December 2, 2024
Faculty News
Promenade on the historic Vermannskai

Professor Frank Sleegers has been on sabbatical in Germany since his promotion from Associate to Full Professor in the summer. One of his main focuses has been walking along the traces of a public art project he co-founded in Hamburg's port area in 2003. The project invited for discovery tours around site-specific art and performances in the wilderness of the overlooked urban fringe of Hamburg’s port area. Some portions of the port have transformed in the last 20 years as part of the Hafencity or the IBA Hamburg and made place for new living and working. Other places still contain the wild magic of abandonment. Can we learn something about the role of unplanned and undesigned areas in landscape architecture? 

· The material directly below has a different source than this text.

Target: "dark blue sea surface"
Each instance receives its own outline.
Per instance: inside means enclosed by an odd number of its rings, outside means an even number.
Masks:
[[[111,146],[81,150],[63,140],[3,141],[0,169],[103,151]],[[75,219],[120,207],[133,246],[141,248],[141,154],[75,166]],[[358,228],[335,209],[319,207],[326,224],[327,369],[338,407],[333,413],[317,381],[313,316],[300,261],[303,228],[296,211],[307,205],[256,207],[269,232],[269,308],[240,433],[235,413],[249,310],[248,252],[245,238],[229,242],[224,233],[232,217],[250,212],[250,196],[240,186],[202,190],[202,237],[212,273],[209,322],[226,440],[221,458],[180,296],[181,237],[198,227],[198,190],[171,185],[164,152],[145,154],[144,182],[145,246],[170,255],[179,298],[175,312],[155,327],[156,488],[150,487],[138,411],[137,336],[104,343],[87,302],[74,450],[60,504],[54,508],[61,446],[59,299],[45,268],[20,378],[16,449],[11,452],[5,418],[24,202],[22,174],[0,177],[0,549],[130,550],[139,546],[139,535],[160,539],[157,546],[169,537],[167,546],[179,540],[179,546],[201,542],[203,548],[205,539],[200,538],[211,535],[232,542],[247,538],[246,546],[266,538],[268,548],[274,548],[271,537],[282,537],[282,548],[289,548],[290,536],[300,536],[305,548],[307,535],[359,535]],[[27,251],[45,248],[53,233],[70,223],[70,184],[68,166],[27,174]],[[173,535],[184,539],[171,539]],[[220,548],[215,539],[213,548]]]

Professor Sleegers at the IFLA conference in Budapest

On October 17-18, Sleegers attended the 35th IFLA Europe Regional Conference, hosted by the Hungarian Association of Landscape Architects (HALA). Together, UMass LARP and the Department of Landscape Planning and Regional Development at the Hungarian University of Agriculture and Life Sciences will hold the 8th Fábos Conference on Landscape and Greenway Planning with UMass LARP on April 11-13, 2025 at UMass Amherst.

Captain Holly

Between research and conferences, Professor Sleegers enjoyed daylong expeditions in the wilderness of Hamburg's port area with the company of his tenacious Australian Shepherd, Captain Holly. 

Sleegers presenting "Playing or Planning? Urban Voids, Wilderness and City Planning" at the Politecnico di Milano Department of Architecture and Urban Studies.

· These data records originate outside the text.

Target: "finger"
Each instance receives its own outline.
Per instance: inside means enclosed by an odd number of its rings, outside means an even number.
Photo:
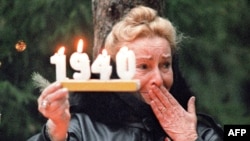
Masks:
[[[157,109],[160,112],[162,112],[163,109],[166,109],[156,94],[152,92],[152,90],[149,91],[149,96],[153,101],[153,105],[151,105],[152,108]]]
[[[162,114],[162,112],[159,110],[158,106],[157,106],[157,102],[152,100],[150,102],[150,106],[156,116],[156,118],[159,120],[159,121],[163,121],[164,120],[164,116]]]
[[[40,98],[44,99],[44,97],[46,97],[48,94],[55,92],[61,87],[62,87],[61,83],[58,83],[58,82],[52,83],[51,85],[49,85],[48,87],[44,89],[44,91],[40,95]]]
[[[172,106],[177,106],[177,105],[179,106],[180,105],[179,102],[175,99],[175,97],[171,93],[169,93],[169,91],[164,86],[162,86],[160,88],[160,90],[163,92],[163,94],[165,94],[165,96],[167,97],[169,103]]]
[[[160,100],[160,102],[164,104],[165,107],[174,106],[169,99],[169,97],[171,97],[171,94],[166,89],[164,88],[159,89],[156,86],[152,86],[152,91],[156,95],[156,97]]]
[[[196,114],[196,109],[195,109],[195,97],[192,96],[189,100],[188,100],[188,112],[192,113],[192,114]]]
[[[62,88],[44,97],[44,99],[47,99],[49,102],[52,103],[57,100],[68,99],[69,97],[68,95],[69,95],[68,89]]]
[[[41,109],[41,113],[53,121],[61,121],[65,117],[65,111],[69,110],[68,100],[55,101],[47,109]]]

In November, Sleegers presented "Playing or Planning? Urban Voids, Wilderness and City Planning" at the Politecnico di Milano Department of Architecture and Urban Studies.

Between an abandoned storage shed at the Saalhafen

As the year comes to a close, Sleegers looks forward to the publication of two journal articles in 2025: “Gustav Lange and the Role of Design Composition at Mauerpark Berlin” and a book review of “Postindustrial DIY: Recovering American Rust Belt Icons” by Daniel Campo.